7 . The method according to claim 1 , wherein the at least one nucleic acid sequence of interest is provided as part of at least one vector, or as at least one linear molecule.
8 . The method according to claim 7 , wherein the at least one vector is introduced into the cellular system by biological or physical means, including transfection, transformation, including transformation by Agrobacterium spp., preferably by Agrobacterium tumefaciens , a viral vector, biolistic bombardment, transfection using chemical agents, including polyethylene glycol transfection, or any combination thereof.

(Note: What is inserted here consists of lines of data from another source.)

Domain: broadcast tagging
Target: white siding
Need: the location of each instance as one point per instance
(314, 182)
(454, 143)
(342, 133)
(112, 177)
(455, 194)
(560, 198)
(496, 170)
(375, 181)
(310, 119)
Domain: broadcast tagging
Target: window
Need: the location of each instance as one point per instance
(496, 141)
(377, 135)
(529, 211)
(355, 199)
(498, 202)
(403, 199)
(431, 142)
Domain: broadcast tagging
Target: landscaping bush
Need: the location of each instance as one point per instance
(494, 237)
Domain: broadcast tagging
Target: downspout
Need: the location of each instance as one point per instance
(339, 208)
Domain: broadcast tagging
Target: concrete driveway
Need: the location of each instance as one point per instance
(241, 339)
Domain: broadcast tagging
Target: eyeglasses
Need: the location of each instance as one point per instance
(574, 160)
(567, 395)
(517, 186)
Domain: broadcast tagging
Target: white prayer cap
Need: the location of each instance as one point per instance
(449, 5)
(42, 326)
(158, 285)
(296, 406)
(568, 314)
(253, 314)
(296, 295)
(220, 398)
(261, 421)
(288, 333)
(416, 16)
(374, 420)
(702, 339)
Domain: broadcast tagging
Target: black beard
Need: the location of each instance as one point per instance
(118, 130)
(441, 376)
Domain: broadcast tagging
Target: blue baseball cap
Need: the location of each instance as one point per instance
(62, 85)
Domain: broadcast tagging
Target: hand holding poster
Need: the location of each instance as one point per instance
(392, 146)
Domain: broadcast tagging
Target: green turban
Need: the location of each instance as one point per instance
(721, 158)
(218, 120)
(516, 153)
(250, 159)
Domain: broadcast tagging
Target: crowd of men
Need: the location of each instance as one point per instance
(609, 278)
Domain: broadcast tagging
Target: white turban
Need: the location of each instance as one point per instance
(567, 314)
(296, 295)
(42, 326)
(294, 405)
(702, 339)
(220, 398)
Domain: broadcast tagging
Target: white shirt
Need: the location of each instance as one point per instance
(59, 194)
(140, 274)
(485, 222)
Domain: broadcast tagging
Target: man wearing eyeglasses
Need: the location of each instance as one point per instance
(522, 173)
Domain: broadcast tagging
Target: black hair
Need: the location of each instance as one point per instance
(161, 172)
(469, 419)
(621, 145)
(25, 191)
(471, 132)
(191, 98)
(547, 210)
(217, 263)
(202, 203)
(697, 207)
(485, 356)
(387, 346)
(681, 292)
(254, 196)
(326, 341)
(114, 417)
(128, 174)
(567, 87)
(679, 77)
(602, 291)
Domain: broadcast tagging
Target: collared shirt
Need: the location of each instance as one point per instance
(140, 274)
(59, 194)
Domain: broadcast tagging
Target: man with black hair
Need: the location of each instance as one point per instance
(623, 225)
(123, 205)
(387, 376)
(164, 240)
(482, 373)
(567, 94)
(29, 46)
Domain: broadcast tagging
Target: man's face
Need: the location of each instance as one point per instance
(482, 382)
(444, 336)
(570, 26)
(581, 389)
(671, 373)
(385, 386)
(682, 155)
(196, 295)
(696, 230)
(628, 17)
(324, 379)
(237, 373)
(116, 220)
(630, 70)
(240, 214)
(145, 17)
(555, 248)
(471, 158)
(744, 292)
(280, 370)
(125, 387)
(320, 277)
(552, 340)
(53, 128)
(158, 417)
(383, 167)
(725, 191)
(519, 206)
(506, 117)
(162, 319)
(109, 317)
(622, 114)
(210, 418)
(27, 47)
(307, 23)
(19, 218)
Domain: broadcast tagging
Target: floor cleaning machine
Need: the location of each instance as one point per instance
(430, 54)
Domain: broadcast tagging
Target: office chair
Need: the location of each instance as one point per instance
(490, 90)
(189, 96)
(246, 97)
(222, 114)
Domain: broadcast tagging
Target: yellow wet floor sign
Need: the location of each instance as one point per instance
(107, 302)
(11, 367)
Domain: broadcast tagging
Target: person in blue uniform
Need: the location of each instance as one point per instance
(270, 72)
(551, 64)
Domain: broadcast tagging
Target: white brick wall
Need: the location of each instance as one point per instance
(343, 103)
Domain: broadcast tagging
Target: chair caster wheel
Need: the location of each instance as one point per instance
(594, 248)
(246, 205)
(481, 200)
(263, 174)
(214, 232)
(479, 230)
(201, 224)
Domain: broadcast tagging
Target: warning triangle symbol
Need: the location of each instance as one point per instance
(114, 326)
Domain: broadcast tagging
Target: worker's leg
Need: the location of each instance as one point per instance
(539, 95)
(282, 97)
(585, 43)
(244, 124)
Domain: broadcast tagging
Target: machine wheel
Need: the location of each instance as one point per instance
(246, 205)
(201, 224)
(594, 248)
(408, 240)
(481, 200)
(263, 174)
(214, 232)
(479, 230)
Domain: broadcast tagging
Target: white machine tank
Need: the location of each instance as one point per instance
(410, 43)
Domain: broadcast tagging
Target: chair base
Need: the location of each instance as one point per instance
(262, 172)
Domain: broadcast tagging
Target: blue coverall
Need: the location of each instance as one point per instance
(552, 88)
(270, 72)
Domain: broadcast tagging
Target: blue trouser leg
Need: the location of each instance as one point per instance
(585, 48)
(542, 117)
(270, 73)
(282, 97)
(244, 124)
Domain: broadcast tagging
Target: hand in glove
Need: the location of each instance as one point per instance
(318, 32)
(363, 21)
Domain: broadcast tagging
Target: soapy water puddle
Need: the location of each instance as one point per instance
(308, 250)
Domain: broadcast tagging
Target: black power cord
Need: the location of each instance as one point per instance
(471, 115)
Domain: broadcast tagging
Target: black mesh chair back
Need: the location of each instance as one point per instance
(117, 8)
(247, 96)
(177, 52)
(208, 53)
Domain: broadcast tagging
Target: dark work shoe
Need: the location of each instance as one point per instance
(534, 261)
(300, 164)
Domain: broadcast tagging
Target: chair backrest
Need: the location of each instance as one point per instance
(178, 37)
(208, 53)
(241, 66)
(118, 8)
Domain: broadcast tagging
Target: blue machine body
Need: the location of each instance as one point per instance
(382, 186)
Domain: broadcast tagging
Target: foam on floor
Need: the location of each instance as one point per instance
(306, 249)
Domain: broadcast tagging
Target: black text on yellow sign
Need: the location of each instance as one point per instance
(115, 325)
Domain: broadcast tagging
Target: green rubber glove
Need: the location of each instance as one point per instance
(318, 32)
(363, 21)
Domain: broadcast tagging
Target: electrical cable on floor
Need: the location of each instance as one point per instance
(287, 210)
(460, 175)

9 . The method according to claim 1 , wherein the at least one site-specific nuclease, or the sequence encoding the same, is introduced into the cellular system by biological or physical means, including transfection, transformation, including transformation by Agrobacterium spp., preferably by Agrobacterium tumefaciens , a viral vector, bombardment, transfection using chemical agents, including polyethylene glycol transfection, or any combination thereof.
10 . The method according to claim 1 , wherein the at least one site-specific nuclease or a catalytically active fragment thereof, is introduced into the cellular system as a nucleic acid sequence encoding the site-specific nuclease or the catalytically active fragment thereof, wherein the nucleic acid sequence is part of at least one vector, or wherein the at least one site-specific nuclease or the catalytically active fragment thereof, is introduced into the cellular system as at least one amino acid sequence.
11 . The method according to claim 1 , wherein the at least one nucleic acid sequence of interest to be introduced into a cellular system is selected from the group consisting of: a transgene, a modified endogenous gene, a synthetic sequence, an intronic sequence, a coding sequence or a regulatory sequence.
12 . The method according to claim 1 , wherein the at least one nucleic acid sequence of interest to be introduced into a cellular system is a transgene, wherein the transgene comprises a nucleic acid sequence encoding a gene of a genome of an organism of interest, or at least a part of said gene.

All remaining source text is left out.